His most recent strategy was to book me in for BUPA’s Advanced Health Assessment, the purpose of which was to shock me into action. I had never done a health check of any kind, let alone an advanced one, so I agreed. On appointment day, which started minus my usual double cappuccino (required for the test), I was first weighed, measured, poked and prodded. Next, I was hooked up to electrodes and a breathing mask and asked to cycle at different speeds while the monitors monitored. Then the doctor answered my questions about this mole or that ache or whatever I could think to chat with her about. Finally, I was given a mammogram. Four hours later, I drove home exhausted.
The results were interesting. Even though I’ve struggled to get into a consistent exercise routine ever since moving to the UK, all the test results indicated a low likelihood of getting a dreaded disease. Plus, in spite of eating 10-12 eggs a week, my cholesterol was 3.8. For the Americans reading this, anything below 5.0 is considered good and many Brits are above this number. My one problem concerns my percentage of fat to muscle. Although my weight is fine, rather than falling somewhere between 22 and 28 percent body fat, I’m at 30.5. Yes, I know, not a huge difference but not what I wanted to hear. And as Gareth is gleefully aware, it’s to do with lack of muscle, which is of course to do with lack of exercise. So now we come to the age-old question: how does someone make consistent exercise a life-long habit?

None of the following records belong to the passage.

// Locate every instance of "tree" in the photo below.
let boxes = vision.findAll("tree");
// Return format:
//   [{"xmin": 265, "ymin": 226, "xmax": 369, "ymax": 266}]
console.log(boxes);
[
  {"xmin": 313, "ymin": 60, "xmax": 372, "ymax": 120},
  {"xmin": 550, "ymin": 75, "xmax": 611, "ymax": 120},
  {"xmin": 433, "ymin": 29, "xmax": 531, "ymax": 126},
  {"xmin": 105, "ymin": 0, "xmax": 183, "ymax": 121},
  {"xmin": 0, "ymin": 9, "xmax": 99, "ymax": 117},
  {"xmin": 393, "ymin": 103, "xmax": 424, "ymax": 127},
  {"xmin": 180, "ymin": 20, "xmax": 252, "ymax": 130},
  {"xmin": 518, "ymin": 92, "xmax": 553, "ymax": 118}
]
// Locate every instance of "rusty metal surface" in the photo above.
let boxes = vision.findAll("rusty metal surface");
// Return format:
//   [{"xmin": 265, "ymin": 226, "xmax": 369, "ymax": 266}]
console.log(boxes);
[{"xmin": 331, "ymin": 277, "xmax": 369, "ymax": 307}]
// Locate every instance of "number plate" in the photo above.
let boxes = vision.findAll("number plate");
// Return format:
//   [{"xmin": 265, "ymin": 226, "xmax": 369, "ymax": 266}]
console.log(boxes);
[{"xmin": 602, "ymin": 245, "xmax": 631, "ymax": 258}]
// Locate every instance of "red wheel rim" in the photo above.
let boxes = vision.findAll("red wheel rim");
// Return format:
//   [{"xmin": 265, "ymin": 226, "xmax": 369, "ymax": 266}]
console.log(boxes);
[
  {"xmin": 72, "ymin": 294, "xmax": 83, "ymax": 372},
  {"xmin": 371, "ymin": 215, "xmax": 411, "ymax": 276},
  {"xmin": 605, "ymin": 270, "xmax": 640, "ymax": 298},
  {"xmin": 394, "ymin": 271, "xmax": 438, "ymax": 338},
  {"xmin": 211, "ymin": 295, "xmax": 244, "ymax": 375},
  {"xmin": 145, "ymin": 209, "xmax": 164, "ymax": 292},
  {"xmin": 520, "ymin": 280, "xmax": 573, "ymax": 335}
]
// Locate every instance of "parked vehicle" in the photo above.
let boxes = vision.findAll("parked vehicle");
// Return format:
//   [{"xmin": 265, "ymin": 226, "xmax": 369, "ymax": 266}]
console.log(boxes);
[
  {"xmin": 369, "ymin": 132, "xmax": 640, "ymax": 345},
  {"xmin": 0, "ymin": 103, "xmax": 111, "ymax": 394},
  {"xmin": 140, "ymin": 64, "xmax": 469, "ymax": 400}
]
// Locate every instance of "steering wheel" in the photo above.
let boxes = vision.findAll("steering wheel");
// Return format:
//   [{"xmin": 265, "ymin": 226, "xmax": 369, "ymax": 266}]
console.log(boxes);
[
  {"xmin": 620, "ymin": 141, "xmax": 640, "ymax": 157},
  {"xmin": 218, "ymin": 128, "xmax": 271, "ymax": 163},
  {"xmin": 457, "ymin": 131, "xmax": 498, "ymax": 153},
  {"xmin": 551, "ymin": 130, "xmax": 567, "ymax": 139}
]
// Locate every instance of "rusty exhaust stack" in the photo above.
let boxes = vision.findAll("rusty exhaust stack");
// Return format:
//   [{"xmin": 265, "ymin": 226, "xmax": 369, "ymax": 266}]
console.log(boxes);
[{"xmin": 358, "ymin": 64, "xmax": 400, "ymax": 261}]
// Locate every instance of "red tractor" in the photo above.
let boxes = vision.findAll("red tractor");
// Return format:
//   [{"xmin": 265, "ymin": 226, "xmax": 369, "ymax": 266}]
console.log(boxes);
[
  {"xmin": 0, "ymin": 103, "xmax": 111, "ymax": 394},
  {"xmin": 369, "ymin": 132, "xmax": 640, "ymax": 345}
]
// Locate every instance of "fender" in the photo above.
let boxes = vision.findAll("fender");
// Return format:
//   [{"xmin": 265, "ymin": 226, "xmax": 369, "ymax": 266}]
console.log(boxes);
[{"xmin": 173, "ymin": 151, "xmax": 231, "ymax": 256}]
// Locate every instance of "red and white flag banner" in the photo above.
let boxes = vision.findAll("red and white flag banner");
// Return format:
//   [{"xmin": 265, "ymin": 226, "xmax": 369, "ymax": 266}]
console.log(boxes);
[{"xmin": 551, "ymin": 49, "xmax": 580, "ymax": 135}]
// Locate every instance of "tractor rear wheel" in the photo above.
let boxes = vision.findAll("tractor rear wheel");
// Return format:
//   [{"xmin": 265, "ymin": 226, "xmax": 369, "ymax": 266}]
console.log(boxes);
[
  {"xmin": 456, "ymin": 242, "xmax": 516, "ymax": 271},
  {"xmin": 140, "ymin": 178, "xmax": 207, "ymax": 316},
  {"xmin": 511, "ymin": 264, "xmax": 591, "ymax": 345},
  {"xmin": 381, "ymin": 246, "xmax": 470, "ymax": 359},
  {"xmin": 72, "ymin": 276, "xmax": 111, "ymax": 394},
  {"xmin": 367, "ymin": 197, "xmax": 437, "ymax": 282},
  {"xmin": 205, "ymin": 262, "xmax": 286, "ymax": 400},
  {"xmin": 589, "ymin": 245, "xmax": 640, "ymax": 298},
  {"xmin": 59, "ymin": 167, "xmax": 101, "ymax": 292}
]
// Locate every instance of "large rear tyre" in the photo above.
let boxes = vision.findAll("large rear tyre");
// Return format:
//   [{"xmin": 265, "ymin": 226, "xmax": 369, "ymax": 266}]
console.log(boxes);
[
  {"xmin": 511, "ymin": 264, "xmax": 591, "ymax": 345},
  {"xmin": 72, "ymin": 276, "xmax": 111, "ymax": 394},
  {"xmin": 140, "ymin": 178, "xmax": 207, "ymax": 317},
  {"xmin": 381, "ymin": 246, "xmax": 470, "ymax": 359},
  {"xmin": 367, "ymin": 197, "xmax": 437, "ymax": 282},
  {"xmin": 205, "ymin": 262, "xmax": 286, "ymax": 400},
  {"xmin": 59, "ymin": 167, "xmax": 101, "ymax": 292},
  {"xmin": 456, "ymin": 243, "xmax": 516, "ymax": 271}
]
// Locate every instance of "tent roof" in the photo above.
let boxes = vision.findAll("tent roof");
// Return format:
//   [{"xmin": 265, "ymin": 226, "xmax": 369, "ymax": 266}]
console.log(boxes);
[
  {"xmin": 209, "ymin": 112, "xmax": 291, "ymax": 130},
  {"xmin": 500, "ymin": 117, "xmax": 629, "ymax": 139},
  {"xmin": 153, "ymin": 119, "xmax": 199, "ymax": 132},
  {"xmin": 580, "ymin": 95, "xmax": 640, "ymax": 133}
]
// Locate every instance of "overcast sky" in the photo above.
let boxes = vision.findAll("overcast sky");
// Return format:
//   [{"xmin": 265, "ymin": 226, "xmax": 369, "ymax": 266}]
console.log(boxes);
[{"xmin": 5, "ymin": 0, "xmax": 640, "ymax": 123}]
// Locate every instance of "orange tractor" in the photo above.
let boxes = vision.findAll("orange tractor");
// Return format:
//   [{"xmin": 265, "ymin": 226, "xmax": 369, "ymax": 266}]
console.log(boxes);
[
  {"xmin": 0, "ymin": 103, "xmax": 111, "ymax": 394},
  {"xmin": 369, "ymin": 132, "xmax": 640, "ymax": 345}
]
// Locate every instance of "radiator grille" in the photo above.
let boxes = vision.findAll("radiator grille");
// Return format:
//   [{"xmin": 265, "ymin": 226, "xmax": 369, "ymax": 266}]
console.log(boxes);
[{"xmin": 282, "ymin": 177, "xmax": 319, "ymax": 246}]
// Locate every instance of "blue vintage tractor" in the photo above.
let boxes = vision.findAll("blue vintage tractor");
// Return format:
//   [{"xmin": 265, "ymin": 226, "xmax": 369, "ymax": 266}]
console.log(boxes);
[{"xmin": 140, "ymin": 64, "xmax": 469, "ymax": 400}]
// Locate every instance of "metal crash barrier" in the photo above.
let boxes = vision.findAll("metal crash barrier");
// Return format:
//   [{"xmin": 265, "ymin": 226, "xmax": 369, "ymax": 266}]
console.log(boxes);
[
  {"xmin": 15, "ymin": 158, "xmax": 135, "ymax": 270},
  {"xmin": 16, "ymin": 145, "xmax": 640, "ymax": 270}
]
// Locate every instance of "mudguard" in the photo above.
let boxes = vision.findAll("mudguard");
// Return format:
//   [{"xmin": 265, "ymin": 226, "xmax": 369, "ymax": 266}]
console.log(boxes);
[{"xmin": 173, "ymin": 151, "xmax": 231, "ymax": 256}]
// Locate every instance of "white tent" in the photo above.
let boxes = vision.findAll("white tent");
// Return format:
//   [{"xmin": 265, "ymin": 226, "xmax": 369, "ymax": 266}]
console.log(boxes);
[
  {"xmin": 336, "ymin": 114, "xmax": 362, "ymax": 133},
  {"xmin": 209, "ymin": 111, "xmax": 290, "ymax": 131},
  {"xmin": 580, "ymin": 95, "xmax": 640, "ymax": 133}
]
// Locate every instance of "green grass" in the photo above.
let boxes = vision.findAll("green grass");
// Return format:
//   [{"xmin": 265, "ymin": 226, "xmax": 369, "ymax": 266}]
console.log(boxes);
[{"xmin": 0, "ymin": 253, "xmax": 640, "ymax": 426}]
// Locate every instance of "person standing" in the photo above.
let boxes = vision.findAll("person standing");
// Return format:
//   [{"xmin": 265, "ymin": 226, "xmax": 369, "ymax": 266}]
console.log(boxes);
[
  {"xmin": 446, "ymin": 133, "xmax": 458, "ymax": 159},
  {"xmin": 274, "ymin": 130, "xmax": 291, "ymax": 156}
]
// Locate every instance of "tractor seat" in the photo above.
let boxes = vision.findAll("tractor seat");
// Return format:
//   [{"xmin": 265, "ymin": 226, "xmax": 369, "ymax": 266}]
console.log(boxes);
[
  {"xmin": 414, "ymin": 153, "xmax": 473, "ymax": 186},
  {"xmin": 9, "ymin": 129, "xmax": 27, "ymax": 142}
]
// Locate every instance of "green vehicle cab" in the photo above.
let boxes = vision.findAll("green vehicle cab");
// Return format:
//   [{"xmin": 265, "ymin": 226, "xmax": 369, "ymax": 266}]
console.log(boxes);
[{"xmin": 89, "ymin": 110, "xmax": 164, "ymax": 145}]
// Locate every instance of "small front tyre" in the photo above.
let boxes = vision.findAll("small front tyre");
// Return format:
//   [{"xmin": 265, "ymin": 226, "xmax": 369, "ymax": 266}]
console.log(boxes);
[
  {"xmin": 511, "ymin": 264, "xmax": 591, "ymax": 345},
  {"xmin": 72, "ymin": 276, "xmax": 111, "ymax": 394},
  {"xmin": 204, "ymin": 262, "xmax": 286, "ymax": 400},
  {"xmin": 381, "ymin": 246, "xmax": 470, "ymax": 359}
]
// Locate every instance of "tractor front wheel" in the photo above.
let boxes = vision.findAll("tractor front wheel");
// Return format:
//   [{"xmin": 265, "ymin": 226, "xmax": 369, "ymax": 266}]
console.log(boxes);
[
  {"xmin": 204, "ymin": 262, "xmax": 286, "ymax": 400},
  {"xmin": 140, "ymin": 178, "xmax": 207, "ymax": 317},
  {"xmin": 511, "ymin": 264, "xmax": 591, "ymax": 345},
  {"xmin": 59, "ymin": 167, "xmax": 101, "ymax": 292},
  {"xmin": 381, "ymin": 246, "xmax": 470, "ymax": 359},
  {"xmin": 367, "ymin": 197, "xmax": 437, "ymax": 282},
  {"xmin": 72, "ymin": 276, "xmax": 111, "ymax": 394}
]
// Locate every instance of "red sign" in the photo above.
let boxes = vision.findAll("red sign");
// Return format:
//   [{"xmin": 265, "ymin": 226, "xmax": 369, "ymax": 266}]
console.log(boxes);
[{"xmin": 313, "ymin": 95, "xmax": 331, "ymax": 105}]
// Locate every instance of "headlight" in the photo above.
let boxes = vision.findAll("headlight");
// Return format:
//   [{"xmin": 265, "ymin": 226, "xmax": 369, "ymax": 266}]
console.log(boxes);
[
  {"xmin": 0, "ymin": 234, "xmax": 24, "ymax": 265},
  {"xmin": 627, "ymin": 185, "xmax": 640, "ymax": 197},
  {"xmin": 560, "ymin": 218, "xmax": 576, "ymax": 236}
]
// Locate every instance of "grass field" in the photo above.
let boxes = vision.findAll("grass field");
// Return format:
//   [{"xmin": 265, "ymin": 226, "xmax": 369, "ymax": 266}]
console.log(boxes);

I’m not an exercise-hater, so I’ve been trying to figure out why my exercise levels have fluctuated throughout my life. The biggest barrier seems to be time, followed by not making exercise a priority.
Running is my favorite activity, and I find that putting in an hour on the treadmill along with doing a little core work and weights at least three times a week is really all I need to do to maintain a minimum level of fitness. “Only three times a week?” you say. “What’s the problem?” Well, by the time I get changed, get to the gym, work out and return home, there’s two hours gone from my day. And to commit to six hours a week, every week, is quite a struggle. Plus I exercise best in the mornings, so if I have an early meeting scheduled, I can’t fit the two hours in beforehand without screwing up my sleep by getting up at 4 a.m.
By contrast, I always manage to find time to eat each day, but if I don’t, my body punishes me by growling incessantly or making me feel nauseous. It would be great if I suddenly felt lousy from lack of exercise, but the truth is – I don’t. Now if I compare my general well-being when I’m fit to when I’m not, there most definitely is a difference, but I don’t suddenly feel like puking if I miss a workout.
So what’s the solution? The truth is that, for the most part, if I could raise the importance of exercise in my life, I could manage to get those three workouts in. It’s simply that, once a little unexpected wrench gets thrown into my daily plan, I mentally shrug and say: “Oh well, I missed another one – no big deal.”
So off I went in search of an article that would help me consistently put exercise at the top of my list, and I found a good one by Gymandfitnessclubs.com called Why Make Exercise a Priority? In addition to being less likely to die of dreaded diseases (as the vast majority of pro-exercise sites suggest), there are a number of more practical reasons to exercise:
1) Stress/anxiety reduction – this is another one that is often sited and worth thinking about.
2) More energy for fun – tricky because the first couple of months getting back into exercise tends to wear you out. There is a point, however, when you begin to feel perkier.
3) Makes you less prone to sickness – I can only take their word for it, though it makes sense.
4) Successful people exercise – I’ve heard this one a few times, and I’m sure I can find as many successful non-exercisers as exercisers, so not convinced there’s a clear connection. There are successful (extremely busy) people who work out regularly though, so why can’t I?
5) Your mind gets sharper – it does seem logical that your brain benefits as much as the rest of your organs, and I guess a sharp mind writes better books than a dull one, so I’m all for it.
Setting aside Gareth’s fears of my untimely demise, for me, it all comes down to enjoyment: if you believe your overall health enables you to maximize the enjoyment in your life, then you should make exercise a priority. And if you can find an exercise that’s fun as well, you’re two for two.